There is an interstate beltway that goes around the city in which I live. One particular off-ramp always amuses me. Getting off onto one of the main North-South drags, this particular ramp has two right hand turn lanes, and of course a traffic light. The amusing part is the turning lane that is the farthest right. If a driver is turning right, clearly displayed in his or her field of vision is a sign that says “NO RIGHT TURN ON RED”. When I am at this particular intersection, I am typically in the other lane, so I like to play a guessing game in my head whether or not the person at the front of the other line is going to turn right on red. About half the time I guess that they will, and more often than not, I am right.

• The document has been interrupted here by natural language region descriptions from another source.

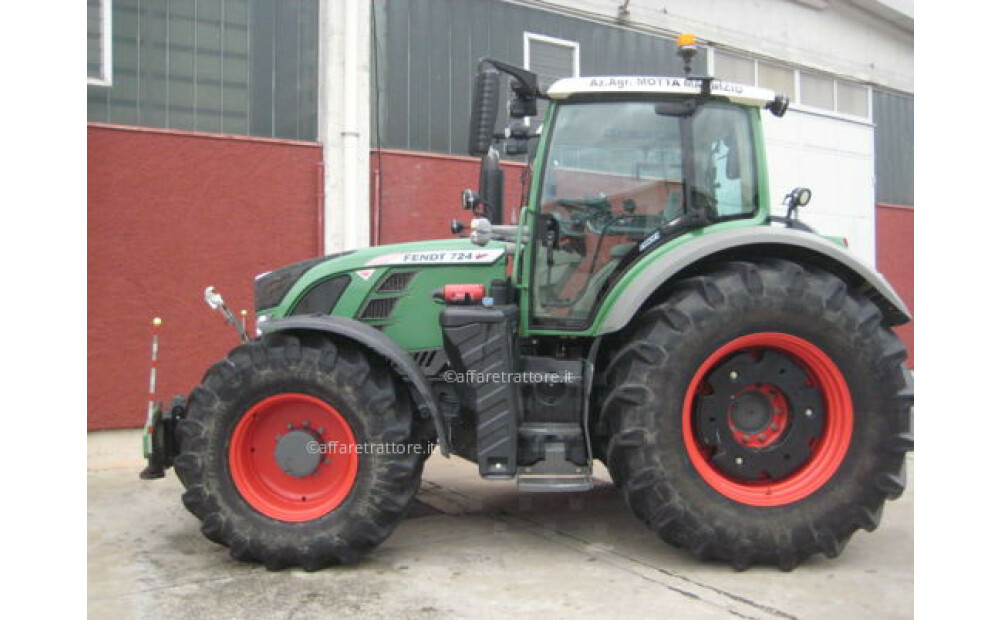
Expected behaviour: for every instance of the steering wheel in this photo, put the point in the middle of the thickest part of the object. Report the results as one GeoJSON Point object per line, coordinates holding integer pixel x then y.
{"type": "Point", "coordinates": [582, 212]}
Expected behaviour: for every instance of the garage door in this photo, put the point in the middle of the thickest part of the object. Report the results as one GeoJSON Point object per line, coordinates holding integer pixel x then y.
{"type": "Point", "coordinates": [834, 158]}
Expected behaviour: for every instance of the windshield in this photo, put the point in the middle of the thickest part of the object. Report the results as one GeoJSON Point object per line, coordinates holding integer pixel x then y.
{"type": "Point", "coordinates": [615, 172]}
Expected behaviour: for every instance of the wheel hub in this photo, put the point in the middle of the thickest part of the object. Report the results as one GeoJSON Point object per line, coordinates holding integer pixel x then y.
{"type": "Point", "coordinates": [751, 415]}
{"type": "Point", "coordinates": [277, 461]}
{"type": "Point", "coordinates": [750, 412]}
{"type": "Point", "coordinates": [297, 453]}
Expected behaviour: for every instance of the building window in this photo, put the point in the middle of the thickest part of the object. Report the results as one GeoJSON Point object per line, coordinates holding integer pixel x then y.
{"type": "Point", "coordinates": [775, 77]}
{"type": "Point", "coordinates": [733, 68]}
{"type": "Point", "coordinates": [551, 59]}
{"type": "Point", "coordinates": [99, 42]}
{"type": "Point", "coordinates": [852, 98]}
{"type": "Point", "coordinates": [818, 91]}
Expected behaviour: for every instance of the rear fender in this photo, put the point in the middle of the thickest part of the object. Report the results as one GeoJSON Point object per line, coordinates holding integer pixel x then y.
{"type": "Point", "coordinates": [631, 294]}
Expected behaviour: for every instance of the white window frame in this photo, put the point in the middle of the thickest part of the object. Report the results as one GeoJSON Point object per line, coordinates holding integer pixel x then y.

I don’t think, however, that they consciously see the sign and disregard it. In our busy lives it seems easy to see signs right in front of us, maybe even recognize what they say, but somehow they don’t register. Last year Lovely Wife went on a trip for work leaving me home with the kiddos. I noticed that Little Guy, who was right around 2 at the time, seemed to be scratching his head quite a bit. Finally one evening, I called Lovely Wife and told her that I thought he had lice. I looked at his hair and saw little specks. Not knowing what nits looked like, Lovely Wife convinced me that it was OK (I am not blaming her, by the way). The next day it seemed to be worse. This time when I looked there I saw not only the “specks” but definite bugs as well. After a lot of shampooing, spraying, and vacuuming, we also decided to give him a haircut. Between his newly shorn head and my folically challenged one, we really did look like a real life version of Dr. Evil and Mini-Me.
Sometimes the sings aren’t as obvious, or don’t have immediate meaning. After meeting my birth mother, it seems amazing to me (and to her, I think) that we have lived our lives travelling along on parallel lines. Perhaps maybe they even crossed in the past in ways we didn’t even know. My brother and I were for a short time on the same college campus, for example. I wonder now if we ever crossed paths and never realized it. Being a man of great (if perhaps unconventional) faith, I can only ascribe the events leading up to finding her identity to Divine Providence. Until that time, my beliefs were somewhat deist in nature. I believed in God, but didn’t think he was active in my everyday life. Now I saw the signs sprinkled throughout my life. When I still hadn’t decided whether I was going to contact her or not, the signs changed from being a tap on the shoulder to a slap in the face with a 2×4.
And yet I am still learning to recognize signs in my life. Yesterday Lovely Wife helped me really come to the realization that I need to do what is in my heart, what I am meant to do. Her case was bolstered by me recently reading Wild at Heart: Discovering the Secret of a Man’s Soul by John Eldridge. Eldridge believes that most men don’t follow what is in their heart, and as a result are bored or disheartened. I highly recommend it for all men, whether you are a believer or not.
Last night I finally accepted that I am a writer and a teacher. With my Master’s degree, I can qualify to be an adjunct professor at one of the several local institutions of higher learning. That will allow me to do my part to help pay the bills, and it will also allow me to follow my true heart. As of today, I can refer to myself as a writer.